In Syria, it’s a tradition to put out more food than what will be eaten. If entertaining two guests, your host put out five apples, not two. This ensures the host avoids the embarrassing situation of not giving you enough to eat. If you happen to eat everything that is put in front of you, then your host may become stressed, assuming he or she has not provided enough food.
My initial reaction is to eat as much as possible, so I sample everything on the table. Bashar shows us how to place portions of bread between our fingers to pinch up thick, creamy eggplant puree laced with olive oil.
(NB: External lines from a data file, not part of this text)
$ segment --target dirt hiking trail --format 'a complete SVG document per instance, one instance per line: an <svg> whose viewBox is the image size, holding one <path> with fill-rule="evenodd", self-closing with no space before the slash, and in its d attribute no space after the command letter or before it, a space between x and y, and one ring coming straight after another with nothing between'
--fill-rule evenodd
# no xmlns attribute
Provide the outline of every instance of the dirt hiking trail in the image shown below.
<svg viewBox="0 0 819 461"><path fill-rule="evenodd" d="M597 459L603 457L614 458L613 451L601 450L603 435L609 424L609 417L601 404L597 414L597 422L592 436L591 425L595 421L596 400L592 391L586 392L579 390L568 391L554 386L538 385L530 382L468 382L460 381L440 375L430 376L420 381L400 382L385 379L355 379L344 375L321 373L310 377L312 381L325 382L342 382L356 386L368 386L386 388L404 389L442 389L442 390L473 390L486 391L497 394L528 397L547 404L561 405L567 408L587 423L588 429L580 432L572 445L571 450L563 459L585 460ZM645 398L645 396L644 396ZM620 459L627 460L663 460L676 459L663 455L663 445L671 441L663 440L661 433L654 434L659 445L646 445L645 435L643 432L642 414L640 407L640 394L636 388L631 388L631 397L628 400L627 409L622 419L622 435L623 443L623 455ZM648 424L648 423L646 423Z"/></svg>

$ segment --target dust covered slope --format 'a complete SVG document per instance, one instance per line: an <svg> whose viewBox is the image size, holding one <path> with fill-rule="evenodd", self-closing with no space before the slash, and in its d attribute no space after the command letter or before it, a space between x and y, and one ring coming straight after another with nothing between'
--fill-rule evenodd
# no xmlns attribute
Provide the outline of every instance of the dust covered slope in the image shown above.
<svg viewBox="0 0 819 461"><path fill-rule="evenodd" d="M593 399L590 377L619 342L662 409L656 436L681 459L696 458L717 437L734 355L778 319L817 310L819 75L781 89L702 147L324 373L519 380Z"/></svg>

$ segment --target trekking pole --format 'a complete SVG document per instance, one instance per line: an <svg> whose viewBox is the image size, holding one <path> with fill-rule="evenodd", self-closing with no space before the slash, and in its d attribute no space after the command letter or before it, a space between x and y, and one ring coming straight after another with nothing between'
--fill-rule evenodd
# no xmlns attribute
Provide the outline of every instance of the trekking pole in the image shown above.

As I crunch on a pickled carrot, my enormous shawarma arrives. Thin, dense bread is crammed with steaming hot chicken carved straight from a rotisserie. I raise the heavy shawarma with both hands and attempt to wrap my lips around a corner. Flavorsome chicken engulfs my mouth and I modestly munch away in gastronomic delight.
While I didn’t finish my equivalent of five apples, I think my hosts would’ve been proud. They welcomed me with an overwhelmingly nourishing meal to beat the most stubborn of hungry guests.